🤖 AI Summary
Tree ensemble classifiers (e.g., Random Forests, XGBoost) suffer from poor interpretability due to their vast rule sets (often tens of thousands), leading to overlooked critical anomalous rules and fidelity loss during model simplification. To address these issues, this paper proposes a hierarchical interpretability framework: (1) it constructs a semantics-driven hierarchical rule organization—replacing flat reduction—with rules grouped by semantic similarity; (2) it introduces an anomaly-deviation-guided stratified sampling strategy that prioritizes preservation of rules significantly deviating from dominant patterns at each hierarchy level; and (3) it implements a matrix-style hierarchical interactive visualization enabling multi-granularity exploration—from global overviews to local rule inspection.

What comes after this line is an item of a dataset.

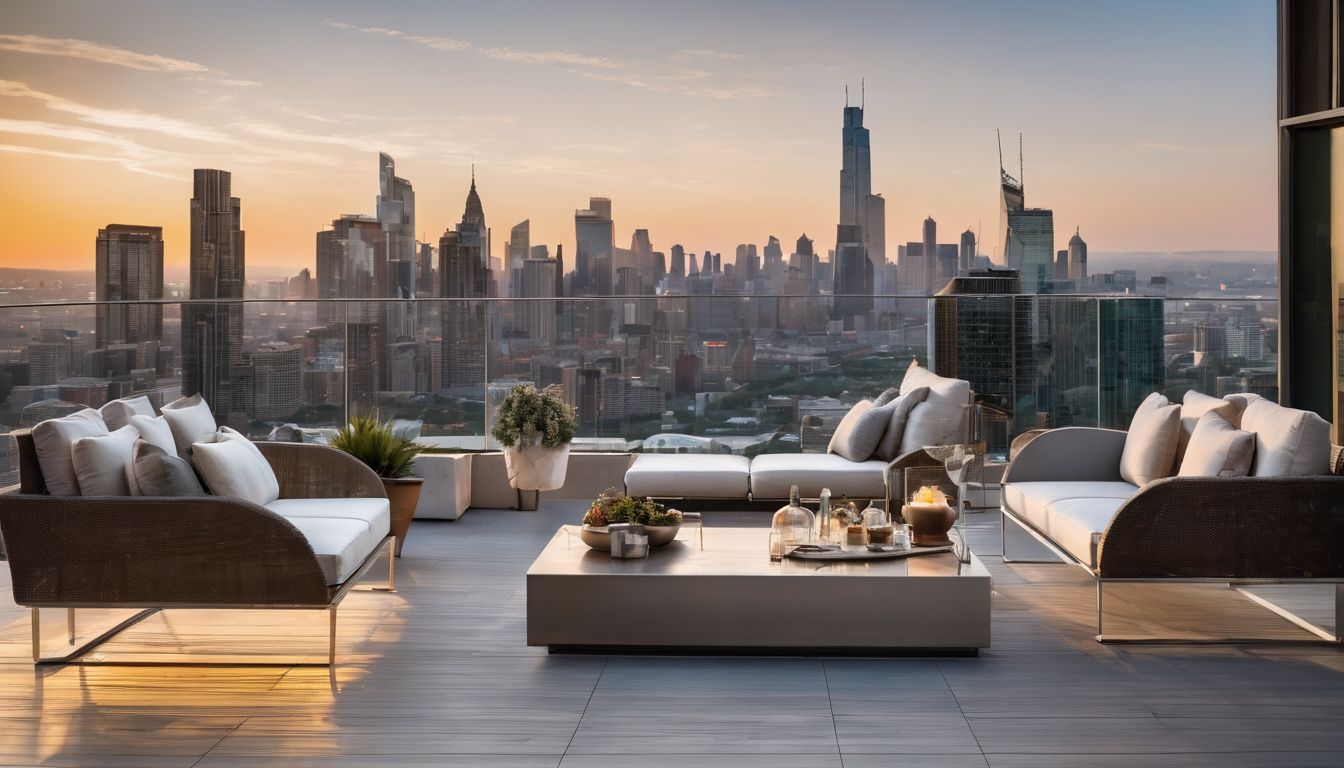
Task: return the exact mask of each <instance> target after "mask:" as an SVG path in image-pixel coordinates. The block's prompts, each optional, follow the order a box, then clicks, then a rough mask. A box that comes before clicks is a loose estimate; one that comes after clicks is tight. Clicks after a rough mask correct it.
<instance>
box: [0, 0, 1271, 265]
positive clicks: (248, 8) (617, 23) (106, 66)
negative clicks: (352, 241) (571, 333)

Experiments on multiple real-world datasets demonstrate that the framework maintains high fidelity while substantially improving dual coverage of both common and anomalous rules, thereby enhancing domain experts’ deep understanding of model decision logic.
📝 Abstract
The high performance of tree ensemble classifiers benefits from a large set of rules, which, in turn, makes the models hard to understand. To improve interpretability, existing methods extract a subset of rules for approximation using model reduction techniques. However, by focusing on the reduced rule set, these methods often lose fidelity and ignore anomalous rules that, despite their infrequency, play crucial roles in real-world applications. This paper introduces a scalable visual analysis method to explain tree ensemble classifiers that contain tens of thousands of rules. The key idea is to address the issue of losing fidelity by adaptively organizing the rules as a hierarchy rather than reducing them. To ensure the inclusion of anomalous rules, we develop an anomaly-biased model reduction method to prioritize these rules at each hierarchical level. Synergized with this hierarchical organization of rules, we develop a matrix-based hierarchical visualization to support exploration at different levels of detail. Our quantitative experiments and case studies demonstrate how our method fosters a deeper understanding of both common and anomalous rules, thereby enhancing interpretability without sacrificing comprehensiveness.